余安见是陆允时松了一口气,正要将花瓶放下来时,悬在半空的手忽然碰到一片酥/软,身子一僵。
她入睡前......解下了裹胸的布衣!
猛然间,余安白皙的小脸变得通红,整个人像个煮熟冒着热气的虾,两只手抬也不是,放也不是,两个人就这么大眼瞪小眼的僵持不下。
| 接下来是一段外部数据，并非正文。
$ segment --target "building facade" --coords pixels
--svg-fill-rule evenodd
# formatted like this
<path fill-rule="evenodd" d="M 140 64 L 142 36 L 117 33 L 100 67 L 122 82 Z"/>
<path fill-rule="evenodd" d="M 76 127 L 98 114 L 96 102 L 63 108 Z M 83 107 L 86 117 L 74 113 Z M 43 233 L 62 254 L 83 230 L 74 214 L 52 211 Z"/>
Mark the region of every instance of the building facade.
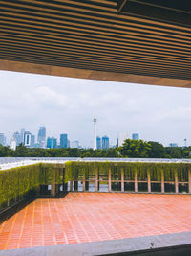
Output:
<path fill-rule="evenodd" d="M 60 134 L 60 148 L 68 148 L 68 134 Z"/>
<path fill-rule="evenodd" d="M 0 144 L 2 146 L 6 146 L 6 136 L 4 135 L 4 133 L 0 133 Z"/>
<path fill-rule="evenodd" d="M 109 149 L 109 137 L 106 135 L 102 137 L 102 149 L 103 150 Z"/>
<path fill-rule="evenodd" d="M 139 140 L 139 135 L 138 133 L 133 133 L 132 140 Z"/>
<path fill-rule="evenodd" d="M 99 136 L 96 136 L 96 149 L 101 150 L 102 145 L 101 145 L 101 138 Z"/>
<path fill-rule="evenodd" d="M 46 128 L 45 127 L 39 127 L 37 142 L 41 148 L 46 147 Z"/>
<path fill-rule="evenodd" d="M 47 148 L 53 149 L 57 147 L 57 140 L 53 137 L 50 138 L 48 137 L 47 139 Z"/>
<path fill-rule="evenodd" d="M 32 142 L 32 133 L 30 131 L 24 132 L 24 146 L 31 147 Z"/>

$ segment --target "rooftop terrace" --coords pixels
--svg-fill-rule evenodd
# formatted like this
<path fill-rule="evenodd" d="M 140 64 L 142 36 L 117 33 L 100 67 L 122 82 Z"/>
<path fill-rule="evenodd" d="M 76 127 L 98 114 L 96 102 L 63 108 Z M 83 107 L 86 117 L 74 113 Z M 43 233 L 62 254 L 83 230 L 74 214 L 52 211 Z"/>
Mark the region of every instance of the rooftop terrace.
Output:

屋外的陆允时心里惦记着刚查到的线索,怕去晚了又让凶手跑了,眉心一蹙,“磨蹭什么,快点穿上衣服跟我去菩提寺。”
余安猛地背过身去,小脸羞得通红,“我知道了!”
“你......喊人也得敲门啊!”
原本是略带怒意的质问语气,却从余安的口里吐出来,总带着一股江南的软糯调调。
像是一根洁白无瑕的羽毛尖儿,在人的耳根轻挠似的,勾人得很。
这下倒是陆允时不自在了。不过转瞬他又横眉竖眼,将一切归于余安一个男子矫情的跟女子一样,不都是白花花的男人身躯,有什么不能看的。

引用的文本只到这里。